Volume 49, No. 1, Spring 2023
The Spring issue contains articles by Edgar Simpson; Anna E. Lindner, Michael Fuhlhage, D.T. Frazier, & Keena Neal; Glen Feighery; and Jeanne S. Criswell, Robert H. Gobetz, & Frederick E. May. Interested in reading these articles? Get information on subscribing here.
Article Abstracts
“Manipulating the Sphere: Mississippi’s Post-Brown Offensive Against White Journalists,” Edgar Simpson
In the months after the US Supreme Court struck down the doctrine of separate but equal in its Brown v. Board of Education decision, the Mississippi legislature passed a series of laws designed to thwart desegregation. Among them was the creation of the state Sovereignty Commission. This study examines the commission’s actions within the context of the public sphere and its attempts to spy on and intimidate White state journalists.

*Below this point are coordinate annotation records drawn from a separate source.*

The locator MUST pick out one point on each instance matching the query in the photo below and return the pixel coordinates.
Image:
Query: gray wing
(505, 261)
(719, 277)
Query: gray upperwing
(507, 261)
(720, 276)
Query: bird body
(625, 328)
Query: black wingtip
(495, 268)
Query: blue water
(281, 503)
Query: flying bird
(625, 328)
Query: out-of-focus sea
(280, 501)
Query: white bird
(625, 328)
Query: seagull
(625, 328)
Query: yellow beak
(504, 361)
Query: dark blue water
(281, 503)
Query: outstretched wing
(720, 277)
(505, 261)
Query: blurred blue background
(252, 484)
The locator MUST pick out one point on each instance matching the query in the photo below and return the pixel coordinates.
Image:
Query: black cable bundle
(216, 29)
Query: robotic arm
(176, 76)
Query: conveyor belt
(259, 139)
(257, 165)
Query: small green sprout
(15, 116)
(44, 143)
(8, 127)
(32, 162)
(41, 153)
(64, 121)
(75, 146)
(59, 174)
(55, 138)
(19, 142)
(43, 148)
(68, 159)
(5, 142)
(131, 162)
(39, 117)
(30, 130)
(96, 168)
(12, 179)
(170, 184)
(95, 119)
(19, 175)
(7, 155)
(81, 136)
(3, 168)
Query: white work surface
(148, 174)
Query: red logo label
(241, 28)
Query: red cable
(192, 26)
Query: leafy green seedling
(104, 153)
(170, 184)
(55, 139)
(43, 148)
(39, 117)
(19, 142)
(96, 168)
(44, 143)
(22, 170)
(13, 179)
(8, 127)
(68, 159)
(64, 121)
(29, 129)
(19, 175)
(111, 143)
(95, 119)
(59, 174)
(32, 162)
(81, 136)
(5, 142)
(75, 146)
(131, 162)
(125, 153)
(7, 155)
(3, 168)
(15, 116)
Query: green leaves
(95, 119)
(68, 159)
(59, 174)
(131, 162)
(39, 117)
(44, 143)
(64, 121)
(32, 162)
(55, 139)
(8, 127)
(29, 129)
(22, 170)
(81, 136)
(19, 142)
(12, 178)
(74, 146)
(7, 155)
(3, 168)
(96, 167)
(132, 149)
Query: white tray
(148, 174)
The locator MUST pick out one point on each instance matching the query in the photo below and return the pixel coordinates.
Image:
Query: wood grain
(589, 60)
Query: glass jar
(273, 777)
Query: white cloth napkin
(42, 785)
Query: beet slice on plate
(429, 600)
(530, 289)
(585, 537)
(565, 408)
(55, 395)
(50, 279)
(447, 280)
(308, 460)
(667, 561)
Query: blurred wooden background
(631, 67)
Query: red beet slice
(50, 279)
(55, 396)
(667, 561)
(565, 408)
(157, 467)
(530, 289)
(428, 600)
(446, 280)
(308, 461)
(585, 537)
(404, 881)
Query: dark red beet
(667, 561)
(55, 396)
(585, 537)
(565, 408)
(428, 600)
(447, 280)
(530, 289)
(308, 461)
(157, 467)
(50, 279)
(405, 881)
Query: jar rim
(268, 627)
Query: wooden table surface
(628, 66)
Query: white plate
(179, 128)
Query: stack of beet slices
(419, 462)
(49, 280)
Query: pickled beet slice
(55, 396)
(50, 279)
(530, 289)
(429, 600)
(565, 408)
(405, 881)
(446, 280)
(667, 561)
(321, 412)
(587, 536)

This study argues that examining how the commission functioned as a particularly nefarious manifestation of White supremacy within the context of public information is vital to understanding how debate and policy can be shaped.
“’If Ever Saints Wept and Hell Rejoiced, It Must Have Been Over the Passage of That Law’: The 1850 Fugitive Slave Act in Detroit River Borderland Newspapers, 1851-1852,” Anna E. Lindner, Michael Fuhlhage, D.T. Frazier, & Keena Neal
The passage of the Fugitive Slave Act in 1850 raised the stakes for antislavery Whites and people of African descent in the United States by making resistance to slave catchers a federal crime. This study uses historical theme analysis to examine the rhetoric employed by newspapers in the Detroit River Borderland, which connected Michigan to Canada West, to promote or resist the Fugitive Slave Act from 1851 to 1852. While the Canada-based Voice of the Fugitive, edited by the formerly enslaved Henry Bibb, and the Michigan Christian Herald, a Baptist antislavery newspaper in Detroit, argued that the Fugitive Slave Act was unconstitutional and immoral, the proslavery Detroit Free Press supported the Act. These differing stances evince the divisiveness of the Fugitive Slave Act, which had been developed as a compromise measure a decade before the US was divided by civil war.
“Wear the Blue Star: Frontier Values vs. Environmentalism in News Coverage of Colorado River Dams, 1954-1956,” Glen Feighery
This study examines news coverage of a federal project that resulted in the building of Glen Canyon Dam on the Colorado River and sparked an environmental controversy. The project pitted boosters against conservationists, and this research illustrates how western newspapers promoted growth through dams and irrigation. Acknowledging the region in which several newspapers operated, this study uses New Western History to better understand journalism history by highlighting the harsh landscape and the persistence of pioneer values in the 1950s. This research also introduces a new element of environmental journalism history by adding to understanding of such reporting in the 1950s and by approaching the dam controversy from the perspective of journalism rather than environmentalism. Whether newspapers focused on growth and prosperity or preserving natural beauty, their coverage reflected the complexity of the region and its ecosystem.
“The Arizona Republic and the Indianapolis Star: A Comparative Analysis of Content Changes After Purchase by Gannett,” Jeanne S. Criswell, Robert H. Gobetz, & Frederick E. May
Gannett’s purchase of the Arizona Republic and the Indianapolis Star in 2000 created fertile and historically uncommon conditions for considering ownership’s impact on news coverage. This study provides quantitative evidence that a local newspaper’s quality before an ownership change substantially influences whether a new ownership model will have a positive, negative, or neutral effect. The two newspapers’ similar characteristics, shared ownership history, and simultaneous purchase undergird this study’s quantitative evidence and reduce the influence of variables that could account for inconsistencies in previous content analyses, including those specifically examining the effects of a Gannett purchase. In this case, Gannett ownership had a significantly more detrimental impact on the Republic than on the Star. The study also suggests implications for the USA Today Network and the evolutionary arc of commercial journalism, particularly in view of the Gannett and GateHouse merger.